Le mouvement « Panama Vale mas sin Mineria », qui regroupe plus de 100 organisations écologistes, et plus largement l’ensemble des manifestants, ne s’arrêtera pas avant la déclaration finale. Les défenseurs de l’environnement qui ont convoqué les marches tentent de nouveau de mettre en avant les sérieux dommages sur la biodiversité que cette exploitation minière engendre. La mine est située sur le corridor biologique méso-américain qui regroupe la biodiversité la plus riche de tous les pays d’Amérique centrale confondus, qui protège de nombreuses espèces, qui établit le lien entre des aires protégées, et qui abrite plusieurs populations autochtones. Les panaméens dénoncent dans la rue une destruction de leur identité, via la vente de ce territoire si riche et symbolique pour eux : « L’or du Panama, c’est l’or vert, et rien de plus » a soutenu un manifestant au correspondant de RFI à Panama. Pour les opposants au contrat, s’obstiner à exploiter ce gisement est absurde, car le pays n’a jamais eu de tradition minière.

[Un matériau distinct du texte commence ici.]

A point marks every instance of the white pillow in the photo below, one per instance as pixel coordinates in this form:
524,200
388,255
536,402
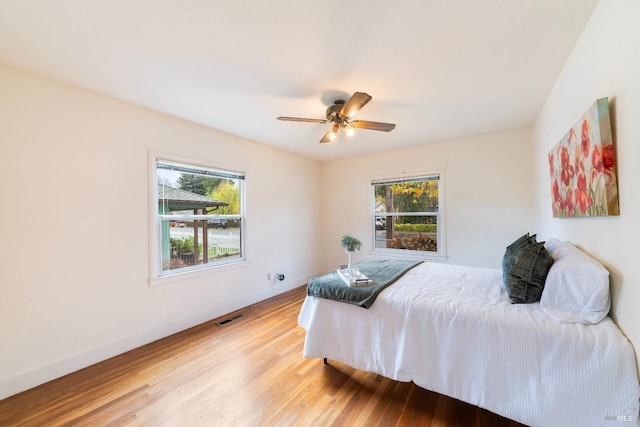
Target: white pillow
577,286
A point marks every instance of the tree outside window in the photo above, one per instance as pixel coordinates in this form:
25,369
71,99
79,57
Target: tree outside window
406,214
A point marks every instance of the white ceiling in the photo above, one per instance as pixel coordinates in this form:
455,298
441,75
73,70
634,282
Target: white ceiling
439,69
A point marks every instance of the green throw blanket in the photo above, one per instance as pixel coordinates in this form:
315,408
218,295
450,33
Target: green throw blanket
383,272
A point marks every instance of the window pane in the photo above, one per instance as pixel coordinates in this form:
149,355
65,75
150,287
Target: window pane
417,233
200,216
420,196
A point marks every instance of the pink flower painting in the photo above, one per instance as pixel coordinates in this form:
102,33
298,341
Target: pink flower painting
583,167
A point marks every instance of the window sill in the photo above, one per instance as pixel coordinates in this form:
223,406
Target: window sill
200,272
400,253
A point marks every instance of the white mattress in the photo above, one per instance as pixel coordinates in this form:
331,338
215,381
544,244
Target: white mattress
453,330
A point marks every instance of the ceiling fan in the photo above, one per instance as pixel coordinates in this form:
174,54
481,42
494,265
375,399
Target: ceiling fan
341,114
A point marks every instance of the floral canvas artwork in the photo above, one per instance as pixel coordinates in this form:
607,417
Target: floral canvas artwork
583,167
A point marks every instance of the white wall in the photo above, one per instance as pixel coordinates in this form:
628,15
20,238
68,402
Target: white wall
604,63
74,228
488,202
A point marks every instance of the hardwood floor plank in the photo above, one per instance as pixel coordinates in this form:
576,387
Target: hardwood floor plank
248,372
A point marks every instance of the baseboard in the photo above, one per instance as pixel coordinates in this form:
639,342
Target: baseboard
56,369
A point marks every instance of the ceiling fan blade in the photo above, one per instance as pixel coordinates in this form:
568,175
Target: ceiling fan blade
365,124
298,119
354,104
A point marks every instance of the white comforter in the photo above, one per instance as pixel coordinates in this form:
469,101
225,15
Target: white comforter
453,330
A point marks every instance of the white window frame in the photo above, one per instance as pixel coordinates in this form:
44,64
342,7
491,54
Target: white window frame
441,254
156,275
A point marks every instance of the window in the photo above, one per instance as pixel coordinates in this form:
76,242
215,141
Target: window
199,217
407,214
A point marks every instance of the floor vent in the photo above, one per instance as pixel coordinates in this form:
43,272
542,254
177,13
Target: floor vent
231,319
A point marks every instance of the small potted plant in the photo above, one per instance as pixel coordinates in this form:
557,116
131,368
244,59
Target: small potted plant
350,244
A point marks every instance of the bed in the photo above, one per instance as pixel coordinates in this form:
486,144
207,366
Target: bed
454,330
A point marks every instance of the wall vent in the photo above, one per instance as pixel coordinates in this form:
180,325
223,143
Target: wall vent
229,320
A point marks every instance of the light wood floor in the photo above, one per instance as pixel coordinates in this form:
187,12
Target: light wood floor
247,373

Ce n’est cependant pas l’avis du ministre de l’Économie et des partisans de cet accord, qui ont des étoiles dans les yeux devant les perspectives économiques alléchantes qu’offre l’élargissement de l’exploitation du gisement de cuivre en question. Le nouveau contrat garantirait en effet une rente annuelle de 375 millions de dollars minimum, un montant dix fois supérieur à ce que le Panama recevait avec l’accord précédent. La vaste mine représente aujourd’hui déjà 5 % de l’économie du pays.

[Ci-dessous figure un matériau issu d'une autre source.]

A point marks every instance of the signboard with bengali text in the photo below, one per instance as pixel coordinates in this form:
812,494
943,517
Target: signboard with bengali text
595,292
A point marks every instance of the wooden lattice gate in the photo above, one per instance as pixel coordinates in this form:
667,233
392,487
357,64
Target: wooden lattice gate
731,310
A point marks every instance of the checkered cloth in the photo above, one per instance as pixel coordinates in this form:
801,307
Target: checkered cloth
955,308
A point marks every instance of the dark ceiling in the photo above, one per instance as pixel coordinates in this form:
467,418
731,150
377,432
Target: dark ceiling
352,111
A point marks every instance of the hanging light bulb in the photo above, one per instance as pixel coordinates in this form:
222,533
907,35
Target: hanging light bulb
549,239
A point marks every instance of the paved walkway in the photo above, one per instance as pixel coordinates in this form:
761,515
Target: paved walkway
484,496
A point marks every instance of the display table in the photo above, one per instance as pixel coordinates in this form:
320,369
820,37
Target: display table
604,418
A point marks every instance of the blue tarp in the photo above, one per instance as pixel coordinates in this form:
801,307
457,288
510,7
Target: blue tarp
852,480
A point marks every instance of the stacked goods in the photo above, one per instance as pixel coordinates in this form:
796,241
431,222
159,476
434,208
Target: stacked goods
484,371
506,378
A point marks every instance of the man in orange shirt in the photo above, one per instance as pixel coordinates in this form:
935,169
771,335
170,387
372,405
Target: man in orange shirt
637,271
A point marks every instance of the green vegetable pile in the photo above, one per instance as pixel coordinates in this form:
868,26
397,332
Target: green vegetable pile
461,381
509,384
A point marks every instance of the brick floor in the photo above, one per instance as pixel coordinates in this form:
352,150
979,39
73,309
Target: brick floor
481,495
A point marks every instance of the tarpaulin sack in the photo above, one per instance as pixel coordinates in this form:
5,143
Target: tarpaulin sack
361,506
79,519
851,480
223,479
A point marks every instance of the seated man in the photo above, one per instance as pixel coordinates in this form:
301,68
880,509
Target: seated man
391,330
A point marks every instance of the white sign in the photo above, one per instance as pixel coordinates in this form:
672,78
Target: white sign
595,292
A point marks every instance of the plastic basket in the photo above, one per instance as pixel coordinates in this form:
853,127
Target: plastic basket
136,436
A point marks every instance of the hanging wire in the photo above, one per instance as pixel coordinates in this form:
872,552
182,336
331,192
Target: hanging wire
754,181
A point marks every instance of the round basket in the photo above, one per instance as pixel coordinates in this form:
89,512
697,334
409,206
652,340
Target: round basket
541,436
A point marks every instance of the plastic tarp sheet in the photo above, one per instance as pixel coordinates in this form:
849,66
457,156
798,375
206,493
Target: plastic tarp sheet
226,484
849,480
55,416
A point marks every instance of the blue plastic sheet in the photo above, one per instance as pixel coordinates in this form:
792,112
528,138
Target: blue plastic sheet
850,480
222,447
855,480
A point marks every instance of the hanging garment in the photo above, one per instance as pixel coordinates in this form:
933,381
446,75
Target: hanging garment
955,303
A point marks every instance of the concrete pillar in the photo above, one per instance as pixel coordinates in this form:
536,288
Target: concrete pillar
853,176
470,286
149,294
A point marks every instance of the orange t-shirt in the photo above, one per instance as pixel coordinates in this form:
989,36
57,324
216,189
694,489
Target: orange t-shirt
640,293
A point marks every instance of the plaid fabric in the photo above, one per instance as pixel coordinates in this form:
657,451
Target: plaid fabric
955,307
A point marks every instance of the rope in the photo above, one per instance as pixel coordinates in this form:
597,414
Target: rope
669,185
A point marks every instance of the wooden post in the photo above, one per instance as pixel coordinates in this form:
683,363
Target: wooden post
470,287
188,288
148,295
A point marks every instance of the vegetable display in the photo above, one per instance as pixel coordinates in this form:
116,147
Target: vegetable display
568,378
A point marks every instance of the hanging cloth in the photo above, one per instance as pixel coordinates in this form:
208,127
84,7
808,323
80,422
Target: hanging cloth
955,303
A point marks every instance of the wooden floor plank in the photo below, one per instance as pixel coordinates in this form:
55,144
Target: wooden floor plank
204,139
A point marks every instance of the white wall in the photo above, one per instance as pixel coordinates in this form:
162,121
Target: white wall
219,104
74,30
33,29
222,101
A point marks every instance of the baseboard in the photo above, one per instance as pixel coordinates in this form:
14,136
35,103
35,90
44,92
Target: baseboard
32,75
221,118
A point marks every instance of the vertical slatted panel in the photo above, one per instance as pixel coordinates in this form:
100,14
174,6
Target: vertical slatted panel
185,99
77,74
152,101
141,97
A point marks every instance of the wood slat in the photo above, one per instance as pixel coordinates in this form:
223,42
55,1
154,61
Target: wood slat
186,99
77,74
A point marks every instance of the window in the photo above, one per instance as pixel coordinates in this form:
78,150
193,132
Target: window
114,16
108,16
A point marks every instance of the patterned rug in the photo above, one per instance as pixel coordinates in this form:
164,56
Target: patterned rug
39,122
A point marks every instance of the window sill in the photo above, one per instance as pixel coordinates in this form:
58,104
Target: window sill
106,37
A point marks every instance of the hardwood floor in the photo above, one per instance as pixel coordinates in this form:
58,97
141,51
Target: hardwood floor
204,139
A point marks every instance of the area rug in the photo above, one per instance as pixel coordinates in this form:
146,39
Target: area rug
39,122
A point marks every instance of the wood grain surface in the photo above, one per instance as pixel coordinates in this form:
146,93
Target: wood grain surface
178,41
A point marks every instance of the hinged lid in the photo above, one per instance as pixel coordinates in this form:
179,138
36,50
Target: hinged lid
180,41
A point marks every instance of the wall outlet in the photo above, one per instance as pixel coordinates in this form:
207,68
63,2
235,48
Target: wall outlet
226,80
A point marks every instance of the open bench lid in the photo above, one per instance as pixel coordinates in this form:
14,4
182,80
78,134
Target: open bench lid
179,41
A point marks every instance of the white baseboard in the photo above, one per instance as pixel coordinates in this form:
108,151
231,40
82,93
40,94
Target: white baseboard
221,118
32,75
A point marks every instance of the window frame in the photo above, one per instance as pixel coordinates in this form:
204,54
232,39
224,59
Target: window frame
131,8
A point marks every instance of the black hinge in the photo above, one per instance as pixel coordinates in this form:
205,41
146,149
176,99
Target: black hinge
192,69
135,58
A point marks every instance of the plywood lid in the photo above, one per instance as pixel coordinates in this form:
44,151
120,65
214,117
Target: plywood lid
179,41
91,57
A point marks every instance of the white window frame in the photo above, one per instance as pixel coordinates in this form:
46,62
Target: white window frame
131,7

Néanmoins, il faudra attendre le 17 décembre pour que le choix soit fait entre la croissance économique et la préservation, du moins en partie, de la nature panaméenne. « Le peuple est souverain » a affirmé le Président dans une vidéo publiée sur X. Peut-être que le pays prendra alors la même voie que l’Équateur il y a quelques mois, où la préservation de hauts lieux de biosphère ont été privilégiés à l’exploitation pétrolière à l’issue de référendums.